I was thinking about trying some this year always been a big fan of big game, but, i here its good stuff. Any input would be great thanks.


----------



## Salmonid (Apr 14, 2004)

A whole bunch of us catfish guys ( Pendog, Fishdealer04, Mellon, myself) use the 20-25-30 Lb Off Shore Copolymer, its great stuff,a s tough as nails and doesnt have hardly any memmory. I HIGHLY recommend it, been using for about 4 years now. I used to like the BG line and its still pretty good and affordable but for a little more, I think youll agree its a whole lot better line. We us it for our big blues, channels and flatties, very abrasion resistant, works well around wood, rocks and drifting.

Salmonid


----------



## ducky152000 (Jul 20, 2005)

Thanks, sounds like good stuff how many yards is on a 2lb spool of 30lb?


----------



## pendog66 (Mar 23, 2005)

ducky152000 said:


> Thanks, sounds like good stuff how many yards is on a 2lb spool of 30lb?



You definitely wont regret going to Vicious line.
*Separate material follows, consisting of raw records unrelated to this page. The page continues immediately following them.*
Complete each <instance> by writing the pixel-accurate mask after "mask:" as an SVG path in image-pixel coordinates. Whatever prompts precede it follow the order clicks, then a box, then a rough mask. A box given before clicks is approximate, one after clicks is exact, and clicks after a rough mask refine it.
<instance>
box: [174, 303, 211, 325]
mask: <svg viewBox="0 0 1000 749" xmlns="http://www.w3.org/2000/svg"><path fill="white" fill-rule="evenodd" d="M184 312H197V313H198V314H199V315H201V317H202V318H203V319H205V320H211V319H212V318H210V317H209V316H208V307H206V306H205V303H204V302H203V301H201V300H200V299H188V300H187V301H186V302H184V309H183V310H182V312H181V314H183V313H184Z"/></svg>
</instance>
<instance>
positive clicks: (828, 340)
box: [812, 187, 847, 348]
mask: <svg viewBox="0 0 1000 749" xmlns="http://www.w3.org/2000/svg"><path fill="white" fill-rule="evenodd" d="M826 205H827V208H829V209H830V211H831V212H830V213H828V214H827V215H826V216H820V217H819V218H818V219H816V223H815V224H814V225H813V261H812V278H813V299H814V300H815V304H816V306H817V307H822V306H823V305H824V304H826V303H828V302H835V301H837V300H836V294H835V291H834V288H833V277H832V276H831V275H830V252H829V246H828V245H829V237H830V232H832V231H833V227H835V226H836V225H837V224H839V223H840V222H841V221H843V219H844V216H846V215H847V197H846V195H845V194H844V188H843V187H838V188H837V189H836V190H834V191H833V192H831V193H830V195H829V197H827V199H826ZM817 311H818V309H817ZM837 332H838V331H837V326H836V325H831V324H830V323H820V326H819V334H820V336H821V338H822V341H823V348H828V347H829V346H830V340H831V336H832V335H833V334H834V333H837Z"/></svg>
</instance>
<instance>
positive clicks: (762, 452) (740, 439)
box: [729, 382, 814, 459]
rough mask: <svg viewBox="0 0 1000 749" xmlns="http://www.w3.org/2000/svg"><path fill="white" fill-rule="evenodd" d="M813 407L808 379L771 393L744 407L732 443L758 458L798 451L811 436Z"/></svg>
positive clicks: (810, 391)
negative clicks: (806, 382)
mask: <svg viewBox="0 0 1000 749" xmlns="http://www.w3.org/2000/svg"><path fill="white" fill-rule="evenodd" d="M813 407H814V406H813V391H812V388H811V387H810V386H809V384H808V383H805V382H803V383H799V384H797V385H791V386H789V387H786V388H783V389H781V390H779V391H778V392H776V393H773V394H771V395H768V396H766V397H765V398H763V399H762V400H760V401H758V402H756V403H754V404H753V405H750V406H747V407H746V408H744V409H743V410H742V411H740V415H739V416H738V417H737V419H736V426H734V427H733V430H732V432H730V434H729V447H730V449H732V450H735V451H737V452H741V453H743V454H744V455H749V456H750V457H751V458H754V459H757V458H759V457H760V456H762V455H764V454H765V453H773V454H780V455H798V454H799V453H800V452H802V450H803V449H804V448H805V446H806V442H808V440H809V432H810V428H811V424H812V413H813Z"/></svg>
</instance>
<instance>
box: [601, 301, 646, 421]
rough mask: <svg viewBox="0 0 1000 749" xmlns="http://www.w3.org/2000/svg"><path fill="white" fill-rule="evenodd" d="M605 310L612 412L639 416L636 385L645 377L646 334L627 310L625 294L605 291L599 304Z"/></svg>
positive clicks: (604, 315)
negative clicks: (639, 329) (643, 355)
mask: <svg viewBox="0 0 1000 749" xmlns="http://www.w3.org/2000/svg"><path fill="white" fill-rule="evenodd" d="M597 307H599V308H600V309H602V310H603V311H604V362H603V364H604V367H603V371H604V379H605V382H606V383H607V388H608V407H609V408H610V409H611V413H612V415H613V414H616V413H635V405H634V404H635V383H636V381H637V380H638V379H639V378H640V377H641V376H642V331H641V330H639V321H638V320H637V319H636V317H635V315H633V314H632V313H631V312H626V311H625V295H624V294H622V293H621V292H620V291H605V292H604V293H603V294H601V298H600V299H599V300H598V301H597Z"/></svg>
Im not sure how much is on the spool but i have re-spooled most of my reels at least twice this year (2 6000s, 3 6500s, pen310, P Baitrunner and 2 209s). Also Spooled up Steve's reels with the same spool and still have plenty


----------



## fishdealer04 (Aug 27, 2006)

Its great stuff! I use the 30 pound Hi vis green Offshore. I think there is like 2900 yards on the 2 pound spool.


----------



## AkronCATS (Nov 5, 2008)

I agree, vicious is a very good quality line.


----------



## dinkbuster1 (Oct 28, 2005)

Viscious blows Big Game, as well as any other mono/copol line away! i have 2 reels with almost 4 year old line on it (channel cat combo's, 20lb test) and it is still like new. if you get 30lb line prepare to pull your guts out trying to break it! 

i prefer the yellow hi-vis color offshore.


----------



## ducky152000 (Jul 20, 2005)

Well looks like im goin to buy some. thanks guys.


----------



## catfish_hunter (May 31, 2005)

Vicious in my opinion is the best mono on the market. Only reason I am not using it is cuz they dont make anything heavier than 30lb. And I can get Big Game alot cheaper. Vicious is a better line though.


----------



## triton189 (Nov 6, 2009)

I tried their Ice version this winter on my Ice Rods and was "very" impressed..! I think I will give it try on my board reels this year on Erie.


----------



## catalac (Jan 13, 2010)

a buddy of mine uses it and it seems to be great stuff like everyone has said. i would rather snag up my big game than his viscous. viscous was a pain to break off!


----------



## Salmonid (Apr 14, 2004)

Catfish Hunter, check out the "Offshore" line they have, I have a bunch of 50 and 80 lb I use for leaders. Great stuff. There braid is also great stuff, a bunch of the muskie guys are using it. 

Salmonid


----------